A empresa alegou que não houve discriminação e sustentou que a não admissão ocorreu porque havia divergência na documentação apresentada e porque outro candidato entregou os documentos em tempo hábil e foi contratado.
Em depoimento registrado na sentença, o preposto da empresa afirmou que a candidata não foi admitida porque “sua documentação estava divergente quanto ao nome social” e que outro candidato “entregou a documentação em ordem, sem divergência e foi contratado”.
Uma testemunha ouvida relatou que, após o exame admissional, a candidata disse ter sido dispensada pelo gerente sob a alegação de que teria mentido sobre o nome. Consta na decisão que, ao ser questionado, o gerente confirmou que a negativa ocorreu porque a candidata “mentiu sobre o nome e não falou o sexo verdadeiro dela, dizendo que ela era uma trans”.
Ao analisar as provas documentais e orais, a juíza registrou que a justificativa apresentada não se sustentou como motivo único para a recusa e apontou vínculo entre a negativa e a identidade de gênero da candidata.
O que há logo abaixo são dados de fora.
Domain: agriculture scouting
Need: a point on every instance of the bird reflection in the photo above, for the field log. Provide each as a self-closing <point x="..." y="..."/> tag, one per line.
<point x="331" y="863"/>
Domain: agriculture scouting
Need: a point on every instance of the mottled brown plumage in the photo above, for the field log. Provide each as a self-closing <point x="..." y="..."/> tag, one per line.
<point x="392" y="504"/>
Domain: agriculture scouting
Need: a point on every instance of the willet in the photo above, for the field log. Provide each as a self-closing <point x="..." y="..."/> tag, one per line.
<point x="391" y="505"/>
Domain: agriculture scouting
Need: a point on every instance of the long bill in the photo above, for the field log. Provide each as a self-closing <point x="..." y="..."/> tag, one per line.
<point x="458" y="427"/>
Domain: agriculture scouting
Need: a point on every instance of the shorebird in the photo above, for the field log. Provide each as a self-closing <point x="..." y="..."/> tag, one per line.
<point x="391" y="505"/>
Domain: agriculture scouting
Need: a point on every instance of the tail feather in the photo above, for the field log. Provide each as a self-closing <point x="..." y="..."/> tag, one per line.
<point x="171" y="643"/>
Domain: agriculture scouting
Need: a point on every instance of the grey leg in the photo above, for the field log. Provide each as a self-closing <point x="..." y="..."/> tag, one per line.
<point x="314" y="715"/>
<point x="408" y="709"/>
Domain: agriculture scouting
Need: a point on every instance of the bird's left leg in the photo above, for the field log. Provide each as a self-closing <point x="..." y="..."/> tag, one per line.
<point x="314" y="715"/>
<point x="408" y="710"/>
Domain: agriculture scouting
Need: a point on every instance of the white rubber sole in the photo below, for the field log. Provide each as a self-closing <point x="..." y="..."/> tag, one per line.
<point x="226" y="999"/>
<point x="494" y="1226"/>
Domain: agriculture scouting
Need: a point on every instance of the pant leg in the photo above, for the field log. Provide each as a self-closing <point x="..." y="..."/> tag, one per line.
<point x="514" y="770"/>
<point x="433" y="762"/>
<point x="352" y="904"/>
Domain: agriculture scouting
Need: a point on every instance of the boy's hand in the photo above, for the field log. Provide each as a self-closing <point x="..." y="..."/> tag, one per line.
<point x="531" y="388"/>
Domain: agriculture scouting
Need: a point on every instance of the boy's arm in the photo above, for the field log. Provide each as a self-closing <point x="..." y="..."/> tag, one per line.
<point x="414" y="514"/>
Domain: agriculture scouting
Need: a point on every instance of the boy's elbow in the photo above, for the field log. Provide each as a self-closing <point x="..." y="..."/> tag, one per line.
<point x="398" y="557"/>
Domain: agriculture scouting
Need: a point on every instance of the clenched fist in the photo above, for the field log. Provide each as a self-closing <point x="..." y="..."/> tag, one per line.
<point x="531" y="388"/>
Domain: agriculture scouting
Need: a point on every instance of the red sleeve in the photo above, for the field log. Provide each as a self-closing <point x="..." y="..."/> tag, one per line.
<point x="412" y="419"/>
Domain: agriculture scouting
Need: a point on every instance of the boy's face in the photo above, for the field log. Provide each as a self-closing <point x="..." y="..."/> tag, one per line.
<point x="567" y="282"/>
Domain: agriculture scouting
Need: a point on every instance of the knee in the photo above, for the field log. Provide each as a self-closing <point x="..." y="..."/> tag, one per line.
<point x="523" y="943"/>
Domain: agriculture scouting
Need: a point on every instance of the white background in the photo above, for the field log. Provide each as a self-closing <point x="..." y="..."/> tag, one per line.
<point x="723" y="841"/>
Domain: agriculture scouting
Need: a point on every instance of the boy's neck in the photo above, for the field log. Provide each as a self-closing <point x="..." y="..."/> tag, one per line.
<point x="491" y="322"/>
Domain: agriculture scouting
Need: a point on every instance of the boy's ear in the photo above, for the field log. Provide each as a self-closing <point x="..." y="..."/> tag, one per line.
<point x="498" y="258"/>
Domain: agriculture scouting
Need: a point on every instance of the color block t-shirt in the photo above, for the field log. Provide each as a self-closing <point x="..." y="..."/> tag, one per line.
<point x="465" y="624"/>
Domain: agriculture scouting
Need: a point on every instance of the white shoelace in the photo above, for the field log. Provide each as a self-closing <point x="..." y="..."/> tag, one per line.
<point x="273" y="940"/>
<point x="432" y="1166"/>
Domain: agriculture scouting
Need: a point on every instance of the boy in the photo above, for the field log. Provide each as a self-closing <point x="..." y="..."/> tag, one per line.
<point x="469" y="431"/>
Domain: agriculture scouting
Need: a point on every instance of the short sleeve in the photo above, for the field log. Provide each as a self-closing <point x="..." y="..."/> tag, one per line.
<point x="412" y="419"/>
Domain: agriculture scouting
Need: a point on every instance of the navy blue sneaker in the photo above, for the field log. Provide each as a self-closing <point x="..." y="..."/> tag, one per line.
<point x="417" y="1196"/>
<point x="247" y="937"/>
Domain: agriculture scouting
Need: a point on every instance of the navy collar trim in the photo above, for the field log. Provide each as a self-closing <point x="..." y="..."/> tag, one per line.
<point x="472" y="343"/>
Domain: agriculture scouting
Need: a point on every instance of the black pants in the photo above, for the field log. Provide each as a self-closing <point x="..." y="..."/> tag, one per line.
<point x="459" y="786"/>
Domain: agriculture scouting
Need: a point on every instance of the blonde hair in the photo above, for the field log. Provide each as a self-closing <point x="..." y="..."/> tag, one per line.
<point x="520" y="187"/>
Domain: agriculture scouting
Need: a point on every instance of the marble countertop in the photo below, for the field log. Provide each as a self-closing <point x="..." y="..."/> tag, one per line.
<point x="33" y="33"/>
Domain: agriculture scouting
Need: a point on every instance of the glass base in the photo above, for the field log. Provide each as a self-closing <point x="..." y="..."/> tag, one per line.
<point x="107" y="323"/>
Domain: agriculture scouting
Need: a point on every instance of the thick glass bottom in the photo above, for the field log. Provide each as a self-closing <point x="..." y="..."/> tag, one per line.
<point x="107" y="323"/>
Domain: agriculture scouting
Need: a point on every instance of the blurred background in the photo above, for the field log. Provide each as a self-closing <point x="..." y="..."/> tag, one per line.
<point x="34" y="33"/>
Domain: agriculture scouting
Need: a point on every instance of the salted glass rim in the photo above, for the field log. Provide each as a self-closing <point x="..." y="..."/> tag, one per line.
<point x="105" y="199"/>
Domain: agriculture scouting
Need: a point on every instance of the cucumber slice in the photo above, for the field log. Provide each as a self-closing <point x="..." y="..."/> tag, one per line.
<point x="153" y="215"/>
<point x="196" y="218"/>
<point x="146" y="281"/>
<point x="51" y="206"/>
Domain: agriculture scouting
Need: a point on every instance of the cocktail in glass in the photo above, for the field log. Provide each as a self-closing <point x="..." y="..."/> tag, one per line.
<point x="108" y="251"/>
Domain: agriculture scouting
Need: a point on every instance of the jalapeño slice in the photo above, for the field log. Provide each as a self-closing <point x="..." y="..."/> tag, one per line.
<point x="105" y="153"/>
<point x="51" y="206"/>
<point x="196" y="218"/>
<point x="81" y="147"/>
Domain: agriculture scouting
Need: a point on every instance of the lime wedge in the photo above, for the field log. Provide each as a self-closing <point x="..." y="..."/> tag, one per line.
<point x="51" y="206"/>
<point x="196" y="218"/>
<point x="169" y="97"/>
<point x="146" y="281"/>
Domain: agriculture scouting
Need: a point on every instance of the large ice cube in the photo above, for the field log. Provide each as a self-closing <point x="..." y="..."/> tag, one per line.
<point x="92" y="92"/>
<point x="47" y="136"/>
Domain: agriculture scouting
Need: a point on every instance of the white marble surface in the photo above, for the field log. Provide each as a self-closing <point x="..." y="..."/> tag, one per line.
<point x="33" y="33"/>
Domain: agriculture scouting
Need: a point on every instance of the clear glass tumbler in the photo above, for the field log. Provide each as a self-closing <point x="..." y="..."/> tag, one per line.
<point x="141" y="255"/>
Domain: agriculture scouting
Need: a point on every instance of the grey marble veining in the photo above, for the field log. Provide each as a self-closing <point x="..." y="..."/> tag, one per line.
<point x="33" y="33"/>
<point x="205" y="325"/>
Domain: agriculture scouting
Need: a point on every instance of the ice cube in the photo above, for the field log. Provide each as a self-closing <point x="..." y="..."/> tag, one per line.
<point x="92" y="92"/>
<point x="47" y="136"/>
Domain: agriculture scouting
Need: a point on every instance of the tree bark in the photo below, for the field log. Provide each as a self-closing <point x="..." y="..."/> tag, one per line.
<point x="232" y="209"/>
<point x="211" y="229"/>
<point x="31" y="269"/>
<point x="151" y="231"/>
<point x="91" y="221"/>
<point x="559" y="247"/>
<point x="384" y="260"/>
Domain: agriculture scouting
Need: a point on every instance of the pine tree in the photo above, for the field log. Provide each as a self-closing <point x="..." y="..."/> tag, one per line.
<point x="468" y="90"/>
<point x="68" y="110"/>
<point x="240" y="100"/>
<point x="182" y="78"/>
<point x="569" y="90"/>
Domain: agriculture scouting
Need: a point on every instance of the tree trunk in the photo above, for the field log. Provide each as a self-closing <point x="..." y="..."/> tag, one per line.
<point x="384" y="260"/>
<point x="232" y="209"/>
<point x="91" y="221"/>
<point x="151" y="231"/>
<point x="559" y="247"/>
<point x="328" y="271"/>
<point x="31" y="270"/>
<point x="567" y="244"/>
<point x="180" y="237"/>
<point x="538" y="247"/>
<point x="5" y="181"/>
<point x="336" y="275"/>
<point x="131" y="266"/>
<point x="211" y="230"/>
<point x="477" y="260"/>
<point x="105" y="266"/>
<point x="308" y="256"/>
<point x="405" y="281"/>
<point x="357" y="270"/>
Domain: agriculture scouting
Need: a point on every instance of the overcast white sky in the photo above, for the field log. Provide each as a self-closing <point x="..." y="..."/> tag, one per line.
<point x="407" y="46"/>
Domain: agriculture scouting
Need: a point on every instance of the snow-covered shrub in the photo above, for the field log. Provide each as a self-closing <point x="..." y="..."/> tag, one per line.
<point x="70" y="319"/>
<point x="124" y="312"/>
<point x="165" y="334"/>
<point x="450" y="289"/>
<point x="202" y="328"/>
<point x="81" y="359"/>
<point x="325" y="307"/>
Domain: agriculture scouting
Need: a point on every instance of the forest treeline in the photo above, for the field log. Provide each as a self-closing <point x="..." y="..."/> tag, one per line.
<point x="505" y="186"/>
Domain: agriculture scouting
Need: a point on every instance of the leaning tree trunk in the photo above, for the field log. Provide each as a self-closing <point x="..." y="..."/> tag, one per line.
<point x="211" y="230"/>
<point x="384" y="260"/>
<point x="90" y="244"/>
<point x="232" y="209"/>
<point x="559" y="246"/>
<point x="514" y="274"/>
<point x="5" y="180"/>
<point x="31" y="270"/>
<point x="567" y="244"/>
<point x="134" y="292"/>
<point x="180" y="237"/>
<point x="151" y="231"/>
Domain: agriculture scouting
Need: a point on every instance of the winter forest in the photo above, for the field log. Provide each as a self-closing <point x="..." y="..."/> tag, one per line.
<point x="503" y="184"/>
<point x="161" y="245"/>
Na fundamentação, escreveu:
“A recusa em contratar, baseada em burocracia documental diretamente relacionada à identidade de gênero, ainda que mascarada pela justificativa de urgência e outro candidato, caracteriza conduta discriminatória”.
A sentença também afirma:
“O uso do nome social e o reconhecimento da identidade trans, conforme alegado na peça inicial, não podem ser tidos como ‘mentira’ ou ‘falta de transparência’ que justifiquem a descontinuidade de um processo seletivo em estágio avançado”.
Prazo para entrar com a ação
A empresa pediu o reconhecimento da chamada prescrição bienal – prazo de dois anos – para extinguir o processo, argumentando que a negativa de contratação ocorreu em setembro de 2021 e a ação foi proposta em outubro de 2023.
A juíza rejeitou o pedido. Registrou que, conforme entendimento dominante do Tribunal Superior do Trabalho, quando o caso envolve fase pré-contratual, sem assinatura e rescisão de contrato, aplica-se a prescrição de cinco anos. Na decisão, consta que esse entendimento se justifica pela “ausência de formalização e rescisão do contrato de trabalho, afastando o marco inicial da prescrição bienal”.
Resultado
Os pedidos foram julgados procedentes. A empresa foi condenada a pagar R$ 10 mil por danos morais. A autora também recebeu o benefício da justiça gratuita. A sentença determina aplicação de juros e correção pela taxa Selic a partir da publicação da decisão.